Thursday, June 19, 2014

The real risk of general aviation

A certain USA Today article has been making the rounds of the aviation corners of the interwebs this week. I'll be the first to admit that I haven't read it myself. However, the consensus seems to be that the author made many false accusations and misuses statistics in an impressive manner.

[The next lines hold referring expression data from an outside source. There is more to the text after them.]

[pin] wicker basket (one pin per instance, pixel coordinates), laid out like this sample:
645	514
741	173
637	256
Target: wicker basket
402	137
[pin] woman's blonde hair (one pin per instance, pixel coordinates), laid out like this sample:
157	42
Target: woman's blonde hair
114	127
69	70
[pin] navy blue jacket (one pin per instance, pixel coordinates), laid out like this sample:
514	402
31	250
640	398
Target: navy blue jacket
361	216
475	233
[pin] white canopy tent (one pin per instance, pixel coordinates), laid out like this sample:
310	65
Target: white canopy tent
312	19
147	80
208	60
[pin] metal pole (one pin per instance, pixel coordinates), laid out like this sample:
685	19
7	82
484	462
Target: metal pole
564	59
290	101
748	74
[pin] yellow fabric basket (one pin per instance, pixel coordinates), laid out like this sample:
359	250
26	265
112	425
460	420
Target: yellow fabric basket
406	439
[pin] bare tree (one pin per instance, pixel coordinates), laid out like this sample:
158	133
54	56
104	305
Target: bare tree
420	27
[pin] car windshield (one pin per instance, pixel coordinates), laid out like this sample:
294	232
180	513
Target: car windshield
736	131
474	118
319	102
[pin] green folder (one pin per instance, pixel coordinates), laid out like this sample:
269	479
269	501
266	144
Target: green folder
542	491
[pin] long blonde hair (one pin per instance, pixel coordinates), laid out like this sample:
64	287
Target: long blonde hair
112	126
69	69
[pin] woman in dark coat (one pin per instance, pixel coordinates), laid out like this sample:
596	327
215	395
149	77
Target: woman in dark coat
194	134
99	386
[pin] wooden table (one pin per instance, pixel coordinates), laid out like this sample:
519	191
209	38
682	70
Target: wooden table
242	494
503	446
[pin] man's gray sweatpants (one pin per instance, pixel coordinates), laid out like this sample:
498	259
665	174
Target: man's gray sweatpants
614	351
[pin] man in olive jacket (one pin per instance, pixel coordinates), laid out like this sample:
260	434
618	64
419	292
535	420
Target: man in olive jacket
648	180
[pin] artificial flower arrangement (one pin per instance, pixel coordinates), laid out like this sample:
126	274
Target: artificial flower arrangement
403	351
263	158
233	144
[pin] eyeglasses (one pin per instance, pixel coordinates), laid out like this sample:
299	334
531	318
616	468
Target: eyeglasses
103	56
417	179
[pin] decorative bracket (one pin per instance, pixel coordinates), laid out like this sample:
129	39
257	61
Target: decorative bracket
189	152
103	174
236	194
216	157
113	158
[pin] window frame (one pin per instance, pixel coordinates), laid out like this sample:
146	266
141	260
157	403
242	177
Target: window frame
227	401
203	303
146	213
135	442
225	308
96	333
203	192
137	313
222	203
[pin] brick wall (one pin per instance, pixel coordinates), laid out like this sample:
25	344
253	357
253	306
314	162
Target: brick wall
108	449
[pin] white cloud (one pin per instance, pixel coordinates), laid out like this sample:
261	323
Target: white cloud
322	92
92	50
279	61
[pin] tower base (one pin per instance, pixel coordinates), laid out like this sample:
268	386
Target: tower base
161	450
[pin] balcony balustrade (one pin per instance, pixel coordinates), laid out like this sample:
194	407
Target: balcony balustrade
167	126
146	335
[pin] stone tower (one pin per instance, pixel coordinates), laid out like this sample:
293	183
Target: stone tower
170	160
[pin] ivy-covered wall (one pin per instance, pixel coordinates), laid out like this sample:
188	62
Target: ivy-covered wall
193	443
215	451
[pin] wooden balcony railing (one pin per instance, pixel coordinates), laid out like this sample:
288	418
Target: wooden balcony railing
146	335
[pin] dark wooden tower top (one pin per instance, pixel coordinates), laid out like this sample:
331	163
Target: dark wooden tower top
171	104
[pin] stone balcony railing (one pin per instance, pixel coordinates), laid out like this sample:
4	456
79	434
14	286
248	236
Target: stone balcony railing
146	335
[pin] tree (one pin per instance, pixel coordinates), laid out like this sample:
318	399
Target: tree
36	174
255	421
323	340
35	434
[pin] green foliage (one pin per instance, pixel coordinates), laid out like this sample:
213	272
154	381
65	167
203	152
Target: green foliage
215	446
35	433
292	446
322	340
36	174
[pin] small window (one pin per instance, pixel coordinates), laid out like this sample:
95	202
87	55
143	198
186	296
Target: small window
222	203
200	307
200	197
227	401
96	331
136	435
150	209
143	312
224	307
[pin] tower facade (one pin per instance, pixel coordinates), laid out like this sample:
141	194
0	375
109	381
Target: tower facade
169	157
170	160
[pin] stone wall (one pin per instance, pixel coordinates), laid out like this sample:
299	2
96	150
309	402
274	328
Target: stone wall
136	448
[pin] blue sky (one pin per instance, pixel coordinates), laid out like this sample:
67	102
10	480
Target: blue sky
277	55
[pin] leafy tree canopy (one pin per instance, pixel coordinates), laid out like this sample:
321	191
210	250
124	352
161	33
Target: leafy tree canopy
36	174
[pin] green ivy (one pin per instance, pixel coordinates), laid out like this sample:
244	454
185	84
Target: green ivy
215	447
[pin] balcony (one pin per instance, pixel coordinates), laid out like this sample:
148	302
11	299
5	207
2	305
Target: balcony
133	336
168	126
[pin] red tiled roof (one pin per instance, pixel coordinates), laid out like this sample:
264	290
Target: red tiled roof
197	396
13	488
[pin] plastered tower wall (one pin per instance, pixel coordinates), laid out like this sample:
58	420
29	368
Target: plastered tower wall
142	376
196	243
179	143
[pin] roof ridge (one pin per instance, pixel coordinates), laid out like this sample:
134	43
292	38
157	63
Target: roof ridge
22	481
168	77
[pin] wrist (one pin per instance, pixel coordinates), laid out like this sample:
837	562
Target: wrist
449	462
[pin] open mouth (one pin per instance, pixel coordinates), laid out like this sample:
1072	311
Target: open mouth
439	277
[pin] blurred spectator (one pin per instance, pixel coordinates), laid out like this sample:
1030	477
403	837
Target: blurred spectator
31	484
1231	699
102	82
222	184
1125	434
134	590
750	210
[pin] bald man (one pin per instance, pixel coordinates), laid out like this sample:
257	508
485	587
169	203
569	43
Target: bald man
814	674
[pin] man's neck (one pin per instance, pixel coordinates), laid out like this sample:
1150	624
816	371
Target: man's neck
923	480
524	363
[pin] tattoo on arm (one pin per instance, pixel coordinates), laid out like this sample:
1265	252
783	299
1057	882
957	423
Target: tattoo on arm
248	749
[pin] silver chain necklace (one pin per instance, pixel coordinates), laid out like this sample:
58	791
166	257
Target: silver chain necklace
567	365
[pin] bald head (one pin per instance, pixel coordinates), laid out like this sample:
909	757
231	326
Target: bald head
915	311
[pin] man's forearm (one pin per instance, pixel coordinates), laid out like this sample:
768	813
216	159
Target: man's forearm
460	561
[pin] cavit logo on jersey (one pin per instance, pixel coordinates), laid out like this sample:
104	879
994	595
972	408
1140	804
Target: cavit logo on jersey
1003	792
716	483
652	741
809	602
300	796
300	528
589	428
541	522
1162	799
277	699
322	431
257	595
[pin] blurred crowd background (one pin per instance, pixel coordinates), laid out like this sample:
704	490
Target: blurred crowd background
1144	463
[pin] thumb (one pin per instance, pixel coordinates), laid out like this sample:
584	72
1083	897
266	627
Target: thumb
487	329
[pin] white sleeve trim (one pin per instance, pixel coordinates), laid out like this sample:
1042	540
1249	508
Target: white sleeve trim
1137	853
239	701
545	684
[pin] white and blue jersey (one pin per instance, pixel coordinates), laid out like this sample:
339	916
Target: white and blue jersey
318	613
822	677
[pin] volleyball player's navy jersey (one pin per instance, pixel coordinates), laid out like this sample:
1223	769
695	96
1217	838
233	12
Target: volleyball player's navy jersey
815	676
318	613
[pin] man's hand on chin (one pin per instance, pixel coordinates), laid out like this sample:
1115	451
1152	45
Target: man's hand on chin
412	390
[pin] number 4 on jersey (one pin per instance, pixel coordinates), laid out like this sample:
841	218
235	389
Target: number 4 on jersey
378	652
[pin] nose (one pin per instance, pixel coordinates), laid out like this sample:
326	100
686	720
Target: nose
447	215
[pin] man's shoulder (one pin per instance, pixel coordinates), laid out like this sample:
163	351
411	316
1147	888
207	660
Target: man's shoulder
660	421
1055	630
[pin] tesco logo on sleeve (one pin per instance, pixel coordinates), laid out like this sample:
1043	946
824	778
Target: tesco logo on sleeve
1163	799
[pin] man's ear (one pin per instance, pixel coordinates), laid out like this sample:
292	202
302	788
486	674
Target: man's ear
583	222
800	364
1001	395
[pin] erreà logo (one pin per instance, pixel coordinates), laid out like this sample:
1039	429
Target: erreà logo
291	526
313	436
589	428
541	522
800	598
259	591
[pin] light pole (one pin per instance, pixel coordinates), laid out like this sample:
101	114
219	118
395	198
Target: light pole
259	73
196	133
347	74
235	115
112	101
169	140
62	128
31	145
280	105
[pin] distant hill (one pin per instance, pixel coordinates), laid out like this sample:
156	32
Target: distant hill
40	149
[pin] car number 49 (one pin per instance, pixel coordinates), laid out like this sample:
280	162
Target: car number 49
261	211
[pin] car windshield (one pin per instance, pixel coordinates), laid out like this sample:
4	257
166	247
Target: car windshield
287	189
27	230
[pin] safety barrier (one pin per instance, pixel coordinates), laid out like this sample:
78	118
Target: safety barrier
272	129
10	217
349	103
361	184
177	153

Thus, I was pleased to read a very different take on the matter this afternoon. Jeff Schweitzer put together a superb - if not slightly wordy - piece that dissects the USA Today article piece by piece. Whether you're a pilot or not (especially if you're not and/or you believed that other article, actually!) I'd highly recommend taking the time to read it. He nailed it.
Unfit for Publication: How USA Today Got Everything Wrong
USA Today splashed across its June 18, 2014, front page the breathless headline, "Unfit for Flight" to dramatize the deadly enterprise of flying general aviation aircraft (small airplanes). We learn in bold print there have been 45,000 deaths attributed to small aircraft and dozens of multimillion-dollar verdicts that reveal lies and coverups.
There is only one problem: Nearly every inference about aviation in the article is wrong. Let's put this in perspective statistically. If a private pilot flew 10 hours per week, 52 weeks per year, for 30 years, it would take over five lifetimes to be involved in a fatal accident.